For the last few weeks the starter on my 1100 acted as though it was dragging or the battery weak. I put a new battery in because the one in there is quite old. This did not see to have much effect on the start. Now she just clicks and the starter doesn't engage. Battery is new and fully charged.

Anyone have a test sequence so I can figure if it solenoid or starter as I don't want to go chasing the wrong thing?

It would help to have some parameters like resistance, voltage etc to test. The clicking tells me the solenoid is doing something so do I have a starter rebuild to look forward to?
 
1. Make sure the battery cables are clean and tight, including the ground at the frame/engine.
2. Pull the spark plugs and see if it turns over.
3. Using a heavy cable - like a jumper cable, bypass the starter relay (solenoid) by jumping from the Pos. (+) battery terminal to the starter cable terminal. Or, you can jump the 2 terminals on the relay.

You should get battery voltage at the starter terminal during cranking, which usually drops to 10 volts or so.

If the starter "spins" momentarily when you release the starter button, the engine is just kicking back from compression and turning the starter backwards. It shouldn't do this with the plugs removed.
 
LOL I was getting ready to make something out of nothing. I noticed I left the thing sitting with the fuel on for about a month. Pulled the plugs and # 4 puked out about a cup O fuel as soon as I hit the starter. Oh well, stupid is as stupid does.

Thanks for the reply anyway.
 
If the starter "spins" momentarily when you release the starter button, the engine is just kicking back from compression and turning the starter backwards. It shouldn't do this with the plugs removed.

That's exactly what got me to thinking .... again ... finally.

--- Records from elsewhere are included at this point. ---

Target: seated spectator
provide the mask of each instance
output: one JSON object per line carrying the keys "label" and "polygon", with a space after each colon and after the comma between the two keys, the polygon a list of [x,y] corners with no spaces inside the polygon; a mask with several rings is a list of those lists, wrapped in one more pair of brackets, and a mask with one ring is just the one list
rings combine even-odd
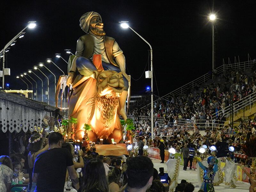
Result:
{"label": "seated spectator", "polygon": [[0,191],[11,191],[12,180],[12,164],[8,156],[0,156]]}
{"label": "seated spectator", "polygon": [[108,192],[104,166],[98,159],[93,159],[86,165],[83,181],[78,192]]}
{"label": "seated spectator", "polygon": [[164,192],[164,187],[161,181],[154,180],[150,188],[147,190],[147,192]]}
{"label": "seated spectator", "polygon": [[116,159],[115,163],[115,166],[114,168],[118,170],[118,171],[119,171],[120,175],[122,172],[122,170],[120,168],[120,167],[121,167],[122,162],[122,161],[121,159]]}
{"label": "seated spectator", "polygon": [[[13,162],[12,167],[13,168],[13,176],[12,182],[12,185],[14,185],[17,184],[23,184],[26,179],[23,176],[21,164],[18,161]],[[22,187],[14,187],[12,188],[11,191],[12,192],[19,192],[22,190]]]}
{"label": "seated spectator", "polygon": [[105,169],[105,173],[106,176],[108,175],[109,171],[109,165],[110,165],[111,159],[108,157],[105,157],[103,159],[103,165]]}
{"label": "seated spectator", "polygon": [[186,185],[184,192],[193,192],[195,190],[195,187],[191,183],[188,183]]}
{"label": "seated spectator", "polygon": [[152,185],[154,165],[148,157],[139,156],[127,162],[128,185],[126,190],[129,192],[145,192]]}
{"label": "seated spectator", "polygon": [[127,183],[127,164],[125,163],[122,167],[122,173],[121,175],[121,179],[120,180],[120,182],[122,183],[122,186],[124,186]]}
{"label": "seated spectator", "polygon": [[108,172],[108,192],[118,192],[120,191],[118,184],[121,175],[117,169],[112,169]]}
{"label": "seated spectator", "polygon": [[185,189],[186,184],[184,183],[180,183],[175,188],[175,190],[174,192],[184,192],[184,189]]}
{"label": "seated spectator", "polygon": [[72,160],[72,156],[66,149],[61,149],[62,135],[57,132],[49,137],[48,150],[39,155],[34,165],[32,178],[36,183],[35,191],[63,191],[68,168],[71,180],[79,188],[79,180]]}

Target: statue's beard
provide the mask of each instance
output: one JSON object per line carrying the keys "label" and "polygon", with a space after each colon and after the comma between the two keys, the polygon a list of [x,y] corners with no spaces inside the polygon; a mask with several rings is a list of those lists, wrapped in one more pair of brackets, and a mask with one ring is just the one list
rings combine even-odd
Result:
{"label": "statue's beard", "polygon": [[106,35],[106,33],[104,30],[100,31],[97,28],[90,28],[90,30],[94,34],[99,36],[103,36]]}

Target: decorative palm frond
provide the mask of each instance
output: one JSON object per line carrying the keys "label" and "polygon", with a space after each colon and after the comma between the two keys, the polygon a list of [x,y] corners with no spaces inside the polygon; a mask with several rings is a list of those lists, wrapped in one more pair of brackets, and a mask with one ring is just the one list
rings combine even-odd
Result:
{"label": "decorative palm frond", "polygon": [[248,157],[256,157],[256,137],[252,137],[241,145],[244,153]]}

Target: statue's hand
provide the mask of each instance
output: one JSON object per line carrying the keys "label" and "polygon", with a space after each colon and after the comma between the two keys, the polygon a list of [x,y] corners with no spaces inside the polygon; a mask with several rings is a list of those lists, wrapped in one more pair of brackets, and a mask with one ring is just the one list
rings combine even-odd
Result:
{"label": "statue's hand", "polygon": [[68,87],[69,87],[73,82],[74,76],[75,74],[73,73],[70,73],[68,75],[68,79],[67,79],[67,85]]}

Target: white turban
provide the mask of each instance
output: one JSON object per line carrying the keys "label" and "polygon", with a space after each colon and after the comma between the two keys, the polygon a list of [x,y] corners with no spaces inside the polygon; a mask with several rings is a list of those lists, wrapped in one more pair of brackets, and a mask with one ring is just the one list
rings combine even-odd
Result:
{"label": "white turban", "polygon": [[82,30],[86,33],[89,32],[89,27],[90,26],[91,19],[94,16],[98,16],[101,19],[100,15],[97,12],[91,11],[87,12],[84,14],[80,18],[80,27]]}

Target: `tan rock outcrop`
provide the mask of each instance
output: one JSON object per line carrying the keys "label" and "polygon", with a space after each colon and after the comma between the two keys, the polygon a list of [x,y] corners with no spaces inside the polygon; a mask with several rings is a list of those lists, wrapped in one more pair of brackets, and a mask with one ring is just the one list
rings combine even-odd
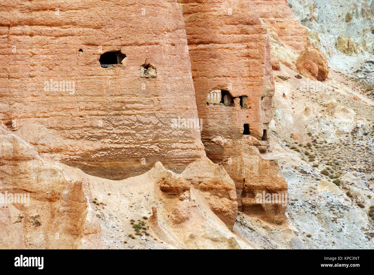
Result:
{"label": "tan rock outcrop", "polygon": [[344,35],[340,35],[336,42],[336,48],[347,55],[352,55],[362,51],[361,46],[354,39]]}
{"label": "tan rock outcrop", "polygon": [[271,222],[286,220],[288,188],[276,162],[263,159],[257,148],[240,141],[226,144],[223,157],[235,182],[240,211]]}
{"label": "tan rock outcrop", "polygon": [[203,158],[190,164],[181,176],[202,191],[213,212],[232,229],[237,213],[235,186],[222,166]]}
{"label": "tan rock outcrop", "polygon": [[274,93],[267,31],[241,3],[178,2],[203,125],[202,140],[208,156],[219,162],[223,148],[214,138],[238,140],[245,134],[261,140],[267,131]]}
{"label": "tan rock outcrop", "polygon": [[296,66],[301,74],[310,79],[324,81],[328,75],[328,64],[321,50],[309,48],[300,54]]}
{"label": "tan rock outcrop", "polygon": [[101,247],[89,184],[72,180],[1,128],[0,196],[2,248]]}

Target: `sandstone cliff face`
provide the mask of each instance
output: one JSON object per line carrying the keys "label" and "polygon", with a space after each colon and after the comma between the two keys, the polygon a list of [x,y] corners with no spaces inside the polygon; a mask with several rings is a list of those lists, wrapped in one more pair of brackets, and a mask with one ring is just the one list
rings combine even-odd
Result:
{"label": "sandstone cliff face", "polygon": [[2,248],[101,247],[88,184],[68,178],[1,128],[0,193]]}
{"label": "sandstone cliff face", "polygon": [[[242,245],[226,237],[238,204],[283,221],[286,202],[252,196],[287,192],[258,150],[269,145],[280,68],[268,30],[295,53],[308,43],[284,1],[34,2],[0,7],[0,183],[33,198],[2,213],[0,230],[18,238],[6,247],[101,247],[104,207],[91,190],[140,189],[140,205],[152,198],[154,232],[177,247],[213,245],[194,231],[200,221],[212,234],[224,227],[217,247]],[[108,208],[130,213],[133,196],[126,205],[109,197]]]}
{"label": "sandstone cliff face", "polygon": [[[226,144],[223,158],[235,182],[240,211],[272,223],[286,220],[287,184],[276,162],[263,159],[257,148],[240,141]],[[267,195],[277,200],[267,201]]]}
{"label": "sandstone cliff face", "polygon": [[274,92],[267,31],[244,4],[178,2],[204,125],[202,140],[208,157],[219,162],[223,148],[215,138],[267,138]]}
{"label": "sandstone cliff face", "polygon": [[[2,4],[0,119],[42,156],[120,179],[203,155],[198,129],[172,128],[197,119],[175,1]],[[123,59],[102,67],[108,52]]]}
{"label": "sandstone cliff face", "polygon": [[270,29],[270,35],[286,49],[300,54],[310,46],[307,30],[287,6],[287,0],[245,0],[241,3],[248,10],[254,10]]}
{"label": "sandstone cliff face", "polygon": [[309,48],[297,58],[296,67],[303,75],[312,80],[324,81],[328,76],[328,64],[322,52],[316,48]]}

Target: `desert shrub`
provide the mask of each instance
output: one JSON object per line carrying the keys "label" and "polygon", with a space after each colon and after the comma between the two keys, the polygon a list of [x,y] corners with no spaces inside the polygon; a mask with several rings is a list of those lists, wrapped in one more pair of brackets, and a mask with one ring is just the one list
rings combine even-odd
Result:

LOL

Guess I'll have to reset the float on #4 that's the one loaded up although some came out of #2. It's been sitting for a month or so on the kick stand so leaning that way didn't help either.
 
Even on my CBRs that have vacuum fuel taps I always need to make sure that they are turned off, I even try and do it when stopped for awhile on the side stand. Makes life much easier for the starter motor/ battery if you have a faulty needle and seat in any of the carbs.